Nelle settimane scorse, invece, per casi simili lo stesso Tribunale aveva sempre dato ragione ai detentori di diritto d'autore: la prima volta, ad aprile, a Peppermint contro Telecom Italia; poi a Techland contro Tiscali e a Cdv Software Entertainment (azienda di videogiochi) contro Wind e Tiscali (Wind ha però sporto reclamo e il procedimento non è ancora finito).
Se stavolta è andato in modo opposto è perché nel frattempo si è fatto sentire forte il tamburo delle associazioni consumatori (Codacons, Adiconsum, Altroconsumo, Aduc) e del Garante della Privacy, scesi a difesa degli utenti. La loro tesi, adesso accolta dal Tribunale, è che l'uso del software Logistep ha violato il diritto alla privacy degli utenti e che quindi quelle aziende non ne possono usare i dati per rivalersi in tribunale. È possibile violare la segretezza delle comunicazioni elettroniche solo in casi gravi e secondo il Tribunale il peer to peer non rientra tra questi.
Non solo: secondo il codice della privacy, un privato o un'azienda possono raccogliere dati personali altrui senza il suo consenso solo allo scopo di difendere i propri diritti in sede legale (unica eccezione consentita); il che vale però solo se la raccolta è stata fatta in modo legittimo (non violando il domicilio altrui, fisico o informatico) e se l'utilizzatore (Peppermint e Techland) sono già riusciti a ottenere da sé i dati di cui hanno bisogno (non è questo il caso poiché li chiedevano appunto ai provider).

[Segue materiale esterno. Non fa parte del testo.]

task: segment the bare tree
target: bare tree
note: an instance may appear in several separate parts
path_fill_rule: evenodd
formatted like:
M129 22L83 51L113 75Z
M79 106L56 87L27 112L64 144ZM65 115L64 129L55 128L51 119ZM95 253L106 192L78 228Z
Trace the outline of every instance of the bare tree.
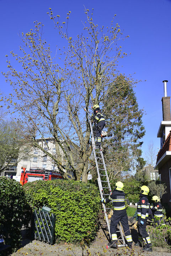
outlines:
M154 142L153 140L150 140L148 144L147 149L145 151L146 163L154 166L156 163L157 154L157 150L154 146Z
M87 114L82 107L88 110L91 104L100 102L113 82L118 58L126 55L121 54L121 47L117 45L122 36L118 24L114 26L112 21L109 27L98 28L88 13L87 10L83 33L74 40L68 35L65 22L60 25L59 15L55 21L51 11L51 18L59 36L68 42L68 49L59 49L57 55L52 54L50 46L46 47L43 39L43 25L36 22L34 31L31 30L25 36L22 33L22 55L19 57L11 52L22 71L17 71L7 56L9 71L4 74L14 89L9 97L5 97L5 104L14 114L17 113L18 122L25 121L22 135L29 133L25 138L43 151L36 138L53 137L57 157L45 153L66 178L69 174L68 171L71 170L75 180L79 180L82 175L85 181L92 149ZM67 22L69 15L69 12ZM55 62L58 54L63 61L61 66ZM60 148L67 165L62 164ZM76 150L79 156L76 165L73 155Z
M150 189L150 193L153 196L157 196L160 200L162 196L167 193L167 187L165 183L161 182L158 183L156 181L151 181L148 186Z

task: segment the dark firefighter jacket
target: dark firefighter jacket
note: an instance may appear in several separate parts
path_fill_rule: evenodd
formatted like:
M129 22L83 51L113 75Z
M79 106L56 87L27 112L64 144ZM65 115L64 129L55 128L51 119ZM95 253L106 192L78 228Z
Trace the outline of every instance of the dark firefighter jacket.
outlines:
M96 111L97 111L97 112ZM95 122L97 124L100 121L105 121L104 116L100 112L100 110L95 110L94 111L93 119Z
M154 202L153 206L150 206L150 208L153 211L155 217L162 218L163 217L162 212L162 206L159 202Z
M112 202L114 210L121 210L125 209L125 193L122 191L115 189L112 193L104 201L104 203Z
M140 220L144 222L148 219L149 206L147 196L140 194L137 206L137 215L138 218L140 218Z

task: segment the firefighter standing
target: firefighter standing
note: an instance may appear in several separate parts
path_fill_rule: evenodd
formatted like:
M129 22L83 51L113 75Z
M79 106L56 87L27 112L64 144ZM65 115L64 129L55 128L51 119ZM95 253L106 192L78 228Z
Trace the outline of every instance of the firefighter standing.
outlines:
M149 216L149 203L147 196L149 188L146 186L141 187L140 198L137 206L138 216L138 242L135 245L142 244L142 240L145 243L145 246L143 248L143 251L152 251L152 244L150 239L146 231L146 223Z
M113 214L111 218L110 229L111 241L108 245L111 248L116 248L117 235L116 229L121 221L123 227L128 246L131 248L132 239L128 225L128 216L125 205L125 193L122 191L123 184L121 181L116 182L114 190L111 195L106 199L102 199L103 203L112 202L113 205Z
M105 121L104 116L101 112L98 105L94 105L92 108L94 111L92 117L95 122L96 128L95 145L100 148L101 142L101 133L105 125Z
M155 223L160 225L161 221L163 218L162 206L159 201L159 198L157 196L154 196L151 198L154 201L153 206L150 206ZM156 219L156 218L157 219Z

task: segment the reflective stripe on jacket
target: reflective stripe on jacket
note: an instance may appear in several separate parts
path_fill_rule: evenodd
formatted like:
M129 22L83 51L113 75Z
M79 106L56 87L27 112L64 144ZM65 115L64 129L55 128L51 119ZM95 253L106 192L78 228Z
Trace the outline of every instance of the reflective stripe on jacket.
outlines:
M150 208L155 217L162 218L163 217L162 206L159 202L155 202L153 203L153 206L150 206Z
M112 193L105 199L105 203L112 202L114 210L121 210L125 209L125 193L122 191L115 189Z
M100 113L100 112L98 112L96 116L95 116L95 122L98 123L100 121L103 121L105 120L105 118L104 116Z
M137 205L137 215L140 217L140 220L144 221L149 217L149 203L147 196L141 196Z

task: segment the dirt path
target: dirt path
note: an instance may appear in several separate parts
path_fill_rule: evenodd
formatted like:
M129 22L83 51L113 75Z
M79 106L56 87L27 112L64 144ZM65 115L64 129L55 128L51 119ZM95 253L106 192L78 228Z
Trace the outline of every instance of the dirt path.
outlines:
M108 242L107 234L105 231L105 222L101 223L101 226L94 242L90 247L84 250L80 247L66 243L63 244L55 244L51 245L36 240L30 241L25 240L23 246L16 252L10 256L171 256L170 252L166 250L162 250L160 248L153 247L152 252L143 252L142 248L134 246L135 242L137 239L137 231L133 229L130 225L133 239L133 247L132 250L128 247L119 247L117 249L110 249L107 250L106 246ZM129 223L130 224L131 223Z

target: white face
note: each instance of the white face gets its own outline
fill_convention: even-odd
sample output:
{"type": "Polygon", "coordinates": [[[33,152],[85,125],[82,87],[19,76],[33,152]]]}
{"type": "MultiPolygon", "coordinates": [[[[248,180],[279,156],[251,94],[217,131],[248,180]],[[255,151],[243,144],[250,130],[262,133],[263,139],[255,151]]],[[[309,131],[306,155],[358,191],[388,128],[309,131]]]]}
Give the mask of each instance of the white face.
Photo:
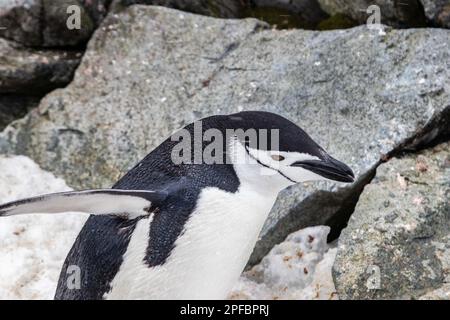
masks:
{"type": "Polygon", "coordinates": [[[304,181],[327,180],[307,169],[292,166],[294,162],[320,160],[318,157],[299,153],[258,150],[245,147],[237,140],[231,145],[232,159],[240,180],[277,190],[304,181]]]}

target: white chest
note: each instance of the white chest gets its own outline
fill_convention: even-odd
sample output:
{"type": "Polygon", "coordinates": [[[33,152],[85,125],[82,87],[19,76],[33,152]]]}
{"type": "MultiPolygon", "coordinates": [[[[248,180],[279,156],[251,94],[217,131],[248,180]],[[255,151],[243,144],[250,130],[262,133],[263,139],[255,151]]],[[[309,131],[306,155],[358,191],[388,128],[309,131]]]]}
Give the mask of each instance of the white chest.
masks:
{"type": "Polygon", "coordinates": [[[166,263],[144,263],[152,217],[138,222],[108,299],[223,299],[243,271],[275,202],[242,187],[204,189],[166,263]]]}

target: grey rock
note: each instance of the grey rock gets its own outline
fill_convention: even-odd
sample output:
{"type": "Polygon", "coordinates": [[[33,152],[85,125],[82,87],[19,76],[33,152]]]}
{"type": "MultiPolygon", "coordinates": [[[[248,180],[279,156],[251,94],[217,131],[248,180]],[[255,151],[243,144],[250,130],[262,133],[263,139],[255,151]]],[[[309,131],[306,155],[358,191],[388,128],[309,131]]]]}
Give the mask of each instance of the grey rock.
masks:
{"type": "Polygon", "coordinates": [[[448,298],[449,199],[450,143],[382,164],[339,238],[339,297],[448,298]]]}
{"type": "Polygon", "coordinates": [[[107,16],[73,82],[6,128],[0,150],[30,156],[74,188],[109,187],[195,119],[282,114],[359,180],[283,192],[254,263],[298,229],[345,224],[380,155],[449,133],[449,43],[443,29],[270,30],[254,19],[131,6],[107,16]]]}
{"type": "Polygon", "coordinates": [[[450,28],[450,0],[420,0],[425,16],[442,28],[450,28]]]}
{"type": "Polygon", "coordinates": [[[65,86],[80,59],[80,52],[35,50],[0,38],[0,94],[42,95],[65,86]]]}
{"type": "Polygon", "coordinates": [[[0,36],[27,46],[77,46],[86,43],[106,15],[110,0],[3,0],[0,36]],[[67,8],[80,9],[80,29],[69,29],[67,8]]]}
{"type": "Polygon", "coordinates": [[[371,13],[367,8],[380,8],[381,23],[393,27],[420,27],[426,25],[424,12],[418,0],[318,0],[322,9],[330,15],[345,14],[361,24],[371,13]]]}

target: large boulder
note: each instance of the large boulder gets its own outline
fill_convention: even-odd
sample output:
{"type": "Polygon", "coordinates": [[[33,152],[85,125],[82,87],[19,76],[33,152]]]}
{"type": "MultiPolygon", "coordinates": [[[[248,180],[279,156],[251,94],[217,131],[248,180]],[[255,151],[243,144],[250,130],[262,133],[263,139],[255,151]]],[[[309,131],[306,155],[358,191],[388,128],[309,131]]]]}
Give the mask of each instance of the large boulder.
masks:
{"type": "Polygon", "coordinates": [[[450,32],[271,30],[151,6],[110,14],[65,89],[0,135],[74,188],[110,187],[193,120],[267,110],[303,127],[358,181],[283,192],[251,263],[310,225],[345,226],[382,155],[449,135],[450,32]]]}
{"type": "Polygon", "coordinates": [[[111,0],[3,0],[0,36],[27,46],[77,46],[87,42],[111,0]],[[80,28],[67,27],[76,6],[80,28]]]}
{"type": "Polygon", "coordinates": [[[450,299],[450,143],[377,169],[333,267],[341,299],[450,299]]]}
{"type": "Polygon", "coordinates": [[[437,27],[450,28],[450,0],[420,0],[425,16],[437,27]]]}
{"type": "Polygon", "coordinates": [[[35,50],[0,38],[0,130],[67,85],[80,59],[81,52],[35,50]]]}
{"type": "Polygon", "coordinates": [[[0,38],[0,94],[42,94],[67,85],[81,52],[35,50],[0,38]]]}

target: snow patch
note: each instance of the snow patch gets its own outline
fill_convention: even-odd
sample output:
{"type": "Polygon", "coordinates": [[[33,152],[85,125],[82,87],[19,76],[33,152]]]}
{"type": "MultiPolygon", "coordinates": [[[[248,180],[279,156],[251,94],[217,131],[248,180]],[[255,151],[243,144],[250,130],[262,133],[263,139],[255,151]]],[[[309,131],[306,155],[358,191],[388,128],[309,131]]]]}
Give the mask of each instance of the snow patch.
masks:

Per i detentori di diritto d'autore è una sconfitta che farà testo, perché adesso per la prima volta un giudice italiano ribadisce che queste investigazioni private nelle reti peer to peer a caccia di pirati sono illegittime. D'ora in avanti sarà meno facile per le aziende trovare la strada spianata su questo fronte, con cui speravano di ottenere soddisfazione in tempi rapidi, indagando per conto proprio per poi minacciare gli utenti uno ad uno. Così aveva fatto Peppermint con 4 mila utenti Telecom, ad aprile e poi di nuovo a luglio con due giri di raccomandate con cui chiedeva 330 euro di rimborso. Offriva così all'utente un modo per evitare la denuncia.
Anche sulla legittimità di questa rivalsa ci sono ombre, perché secondo il nostro codice i reati connessi alla pirateria online sono perseguiti d'ufficio dalle autorità e quindi da noi il patteggiamento privato (usuale invece all'estero) è privo di fondamento giuridico. Pagare non scampa insomma il rischio di denuncia (d'ufficio) e di doversi presentare in tribunale per rispondere del reato. La contesa non è finita: considerate le precedenti vittorie ottenute in tribunale dalle aziende (dove le leggi sono state interpretate in modo opposto dai giudici), permane una netta incertezza giuridica sulla questione. La guerra è ancora aperta a ogni esito; certo è che adesso le forze in campo sembrano equilibrate e che gli utenti non sono soli in questa lotta.